The stack
Six RackNerd VPS (~₹14,000/year, ~$151 total) running Mailcow (~20M emails, 12 domains, rotating IPs), plus Nextcloud (22-user collaboration, 5TB storage), a 3-node Tailscale mesh for development, and 10 custom MCP servers with Qdrant vector search indexing the entire codebase. My estimate of what the email side alone replaced — a Mailchimp enterprise quote at this volume — is around ₹2.78cr (~$300k), medium confidence, since it's a projected quote rather than a realized bill. See Lessons from Infrastructure for the philosophy behind the decision.
What it replaced
Google Workspace for the 12 domains, LucidLink for file sync, Mailchimp-scale managed email for marketing sends, and cloud AI APIs for development tooling. The replacements were not drop-in equivalents — each required understanding the underlying system well enough to operate it. That understanding is the actual return on the investment, separate from the cost savings.
Mail server architecture
Six RackNerd VPS nodes, twelve custom sending domains, Mailcow as the mail stack on each.
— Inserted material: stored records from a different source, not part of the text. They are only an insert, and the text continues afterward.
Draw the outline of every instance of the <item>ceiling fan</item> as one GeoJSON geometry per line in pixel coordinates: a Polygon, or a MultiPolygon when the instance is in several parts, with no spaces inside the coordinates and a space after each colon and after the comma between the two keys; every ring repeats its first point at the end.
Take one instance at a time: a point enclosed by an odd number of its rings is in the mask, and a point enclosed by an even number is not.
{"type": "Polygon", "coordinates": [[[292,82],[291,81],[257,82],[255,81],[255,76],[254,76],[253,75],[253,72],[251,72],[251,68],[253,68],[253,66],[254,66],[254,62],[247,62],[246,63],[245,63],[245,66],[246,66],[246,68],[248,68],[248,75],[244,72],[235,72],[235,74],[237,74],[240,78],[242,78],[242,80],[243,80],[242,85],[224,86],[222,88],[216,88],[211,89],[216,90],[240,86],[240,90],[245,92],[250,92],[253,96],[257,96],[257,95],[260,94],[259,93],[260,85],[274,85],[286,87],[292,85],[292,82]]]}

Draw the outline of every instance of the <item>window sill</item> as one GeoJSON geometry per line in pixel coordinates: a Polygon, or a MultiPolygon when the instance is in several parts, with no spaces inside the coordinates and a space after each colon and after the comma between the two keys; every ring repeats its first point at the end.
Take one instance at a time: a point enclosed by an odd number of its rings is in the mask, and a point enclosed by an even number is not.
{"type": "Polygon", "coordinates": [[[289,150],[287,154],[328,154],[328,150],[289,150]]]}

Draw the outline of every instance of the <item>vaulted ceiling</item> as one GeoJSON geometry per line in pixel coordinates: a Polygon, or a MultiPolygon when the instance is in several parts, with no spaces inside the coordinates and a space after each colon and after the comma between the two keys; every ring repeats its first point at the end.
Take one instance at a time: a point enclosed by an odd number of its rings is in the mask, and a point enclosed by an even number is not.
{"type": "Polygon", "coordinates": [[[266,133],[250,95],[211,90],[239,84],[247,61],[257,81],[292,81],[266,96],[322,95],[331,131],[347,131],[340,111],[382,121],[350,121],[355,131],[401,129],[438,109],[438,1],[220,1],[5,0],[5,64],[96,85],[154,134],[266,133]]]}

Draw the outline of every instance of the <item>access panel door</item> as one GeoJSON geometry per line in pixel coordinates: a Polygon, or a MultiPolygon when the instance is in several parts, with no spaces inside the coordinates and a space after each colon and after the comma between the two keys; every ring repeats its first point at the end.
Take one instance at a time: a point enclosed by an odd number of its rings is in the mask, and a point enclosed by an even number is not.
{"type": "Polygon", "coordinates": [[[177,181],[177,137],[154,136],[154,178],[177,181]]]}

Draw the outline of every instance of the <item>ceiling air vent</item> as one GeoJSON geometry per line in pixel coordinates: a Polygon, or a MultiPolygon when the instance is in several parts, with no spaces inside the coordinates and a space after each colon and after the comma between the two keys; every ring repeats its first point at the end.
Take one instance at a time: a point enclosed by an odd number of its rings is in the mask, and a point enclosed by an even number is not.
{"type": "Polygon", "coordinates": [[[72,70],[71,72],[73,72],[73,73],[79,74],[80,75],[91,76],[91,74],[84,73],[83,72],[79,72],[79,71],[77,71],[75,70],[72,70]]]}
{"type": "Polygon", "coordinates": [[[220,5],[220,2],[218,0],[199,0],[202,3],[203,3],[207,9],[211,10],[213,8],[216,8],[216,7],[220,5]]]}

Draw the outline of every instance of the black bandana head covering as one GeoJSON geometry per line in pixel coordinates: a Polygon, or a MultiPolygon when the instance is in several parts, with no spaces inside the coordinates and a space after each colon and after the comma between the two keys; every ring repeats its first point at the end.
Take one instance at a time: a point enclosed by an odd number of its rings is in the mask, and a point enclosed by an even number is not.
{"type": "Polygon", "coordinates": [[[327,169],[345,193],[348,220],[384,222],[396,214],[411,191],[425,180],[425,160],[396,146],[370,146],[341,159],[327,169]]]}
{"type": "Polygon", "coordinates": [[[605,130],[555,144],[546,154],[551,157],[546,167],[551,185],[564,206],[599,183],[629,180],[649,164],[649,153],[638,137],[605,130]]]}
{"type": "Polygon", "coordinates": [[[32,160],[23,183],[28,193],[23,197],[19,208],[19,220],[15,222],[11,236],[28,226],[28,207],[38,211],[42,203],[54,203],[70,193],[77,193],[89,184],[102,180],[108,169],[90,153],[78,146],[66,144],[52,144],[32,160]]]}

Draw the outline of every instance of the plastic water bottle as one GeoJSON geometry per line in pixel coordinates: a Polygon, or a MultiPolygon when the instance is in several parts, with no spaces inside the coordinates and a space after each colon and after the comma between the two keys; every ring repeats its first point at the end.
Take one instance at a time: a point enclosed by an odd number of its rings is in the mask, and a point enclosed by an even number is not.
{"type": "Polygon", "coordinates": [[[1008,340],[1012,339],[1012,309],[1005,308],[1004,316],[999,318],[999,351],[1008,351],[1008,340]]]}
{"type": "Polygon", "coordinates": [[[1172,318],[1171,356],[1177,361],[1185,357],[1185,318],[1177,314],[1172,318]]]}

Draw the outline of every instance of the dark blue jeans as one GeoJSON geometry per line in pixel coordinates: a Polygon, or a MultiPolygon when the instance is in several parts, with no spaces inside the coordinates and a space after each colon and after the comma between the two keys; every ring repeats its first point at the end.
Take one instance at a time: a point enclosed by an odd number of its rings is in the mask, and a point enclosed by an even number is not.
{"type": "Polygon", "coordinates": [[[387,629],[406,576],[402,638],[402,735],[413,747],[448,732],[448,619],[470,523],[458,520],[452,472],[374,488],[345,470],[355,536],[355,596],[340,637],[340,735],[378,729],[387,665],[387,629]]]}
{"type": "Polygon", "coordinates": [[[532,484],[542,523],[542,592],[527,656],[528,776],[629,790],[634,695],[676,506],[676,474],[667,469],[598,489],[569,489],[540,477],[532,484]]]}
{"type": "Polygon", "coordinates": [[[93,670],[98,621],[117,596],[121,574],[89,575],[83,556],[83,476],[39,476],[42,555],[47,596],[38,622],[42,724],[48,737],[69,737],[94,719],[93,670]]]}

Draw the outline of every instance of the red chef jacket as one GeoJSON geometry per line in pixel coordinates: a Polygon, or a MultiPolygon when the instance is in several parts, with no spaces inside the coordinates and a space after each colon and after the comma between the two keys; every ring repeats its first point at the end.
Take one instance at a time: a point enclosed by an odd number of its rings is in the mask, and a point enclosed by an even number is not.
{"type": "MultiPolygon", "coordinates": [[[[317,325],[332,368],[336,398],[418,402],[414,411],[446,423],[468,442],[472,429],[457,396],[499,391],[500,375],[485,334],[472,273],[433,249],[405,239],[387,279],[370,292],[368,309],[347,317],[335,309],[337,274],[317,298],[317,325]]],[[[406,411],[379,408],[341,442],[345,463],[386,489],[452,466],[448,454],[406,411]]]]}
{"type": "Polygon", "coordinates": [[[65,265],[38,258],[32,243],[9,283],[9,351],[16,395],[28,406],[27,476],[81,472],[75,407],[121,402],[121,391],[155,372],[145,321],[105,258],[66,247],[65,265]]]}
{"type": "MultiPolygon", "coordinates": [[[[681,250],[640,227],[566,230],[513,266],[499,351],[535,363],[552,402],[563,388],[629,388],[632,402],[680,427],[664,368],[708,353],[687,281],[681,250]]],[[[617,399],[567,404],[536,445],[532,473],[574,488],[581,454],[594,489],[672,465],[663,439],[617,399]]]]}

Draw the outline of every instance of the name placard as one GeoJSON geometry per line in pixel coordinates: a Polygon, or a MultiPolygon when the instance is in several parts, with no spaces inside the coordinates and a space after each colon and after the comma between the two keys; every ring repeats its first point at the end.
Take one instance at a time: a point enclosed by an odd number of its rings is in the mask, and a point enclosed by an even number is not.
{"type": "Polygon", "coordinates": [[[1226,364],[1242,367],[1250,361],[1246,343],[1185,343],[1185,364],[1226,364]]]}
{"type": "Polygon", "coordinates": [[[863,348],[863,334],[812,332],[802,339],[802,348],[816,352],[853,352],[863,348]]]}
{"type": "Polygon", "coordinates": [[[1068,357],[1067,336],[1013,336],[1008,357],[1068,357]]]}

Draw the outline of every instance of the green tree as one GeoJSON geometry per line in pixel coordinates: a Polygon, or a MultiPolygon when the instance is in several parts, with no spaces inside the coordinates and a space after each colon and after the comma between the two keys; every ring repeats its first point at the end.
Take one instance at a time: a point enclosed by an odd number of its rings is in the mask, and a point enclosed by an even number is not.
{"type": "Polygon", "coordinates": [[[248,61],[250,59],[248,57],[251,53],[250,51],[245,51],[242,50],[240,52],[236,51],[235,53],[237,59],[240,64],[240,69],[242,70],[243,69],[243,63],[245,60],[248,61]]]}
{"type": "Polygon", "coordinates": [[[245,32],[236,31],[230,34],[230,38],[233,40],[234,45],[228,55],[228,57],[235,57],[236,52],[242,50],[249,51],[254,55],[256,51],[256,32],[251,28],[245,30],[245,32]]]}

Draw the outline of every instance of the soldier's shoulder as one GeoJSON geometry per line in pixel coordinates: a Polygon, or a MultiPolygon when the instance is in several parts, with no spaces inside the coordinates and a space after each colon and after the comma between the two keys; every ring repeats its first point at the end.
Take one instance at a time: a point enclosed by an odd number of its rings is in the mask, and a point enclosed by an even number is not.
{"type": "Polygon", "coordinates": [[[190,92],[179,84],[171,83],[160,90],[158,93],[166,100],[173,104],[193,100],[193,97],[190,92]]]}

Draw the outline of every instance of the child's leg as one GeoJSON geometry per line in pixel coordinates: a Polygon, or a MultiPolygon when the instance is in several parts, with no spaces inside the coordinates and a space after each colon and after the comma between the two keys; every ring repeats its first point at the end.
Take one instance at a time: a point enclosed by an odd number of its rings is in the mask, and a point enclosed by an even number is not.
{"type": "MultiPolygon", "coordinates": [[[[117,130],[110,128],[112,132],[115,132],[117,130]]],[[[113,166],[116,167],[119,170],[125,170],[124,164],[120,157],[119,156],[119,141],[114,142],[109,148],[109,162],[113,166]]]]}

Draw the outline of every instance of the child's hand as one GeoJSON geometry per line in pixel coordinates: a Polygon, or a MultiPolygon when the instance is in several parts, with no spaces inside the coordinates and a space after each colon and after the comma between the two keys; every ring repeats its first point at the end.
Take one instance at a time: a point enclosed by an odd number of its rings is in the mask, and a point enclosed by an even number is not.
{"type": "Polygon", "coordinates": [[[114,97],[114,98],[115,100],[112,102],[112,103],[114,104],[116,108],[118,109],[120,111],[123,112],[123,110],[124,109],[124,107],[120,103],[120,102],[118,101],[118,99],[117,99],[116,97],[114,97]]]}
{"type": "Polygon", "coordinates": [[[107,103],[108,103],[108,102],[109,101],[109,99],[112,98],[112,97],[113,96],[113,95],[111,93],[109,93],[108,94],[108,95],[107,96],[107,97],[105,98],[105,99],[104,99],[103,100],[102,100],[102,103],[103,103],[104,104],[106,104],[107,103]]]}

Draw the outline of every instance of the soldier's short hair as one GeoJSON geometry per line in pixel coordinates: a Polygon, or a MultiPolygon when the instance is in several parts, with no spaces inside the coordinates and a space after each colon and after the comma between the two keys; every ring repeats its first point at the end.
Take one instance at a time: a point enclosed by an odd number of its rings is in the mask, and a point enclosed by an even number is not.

The critical architectural decision: separate the transactional mail path from the bulk marketing path. Same-server commingling caused the queue starvation incident documented in the Mailcow Deep Dive series — marketing bulk sends filling the Postfix active queue while password reset emails waited behind them.
Postfix transport maps route transactional mail through an internal transport with no artificial rate delay and high concurrency. Marketing sends route through a bulk transport with per-destination throttling. Two independent queues that cannot starve each other.
SPF, DKIM, and DMARC on every domain. Rspamd for spam scoring. IP warmup on every new node — six weeks of ramping volume, sending to engaged users first. Zero IP blacklistings across the campaign run.
The development mesh
Three machines on a Tailscale mesh: the M1 iMac as build and coding machine, two other nodes running the Docker service stack. dnsmasq on the iMac resolves *.dev.prachyam.local to Tailscale node IPs; Caddy on each service node handles TLS termination and reverse proxying. Every service gets a stable HTTPS subdomain reachable from the build machine without port numbers or browser security warnings. (The public coming-soon site lives separately at prachyam.willmakeitsoon.com.)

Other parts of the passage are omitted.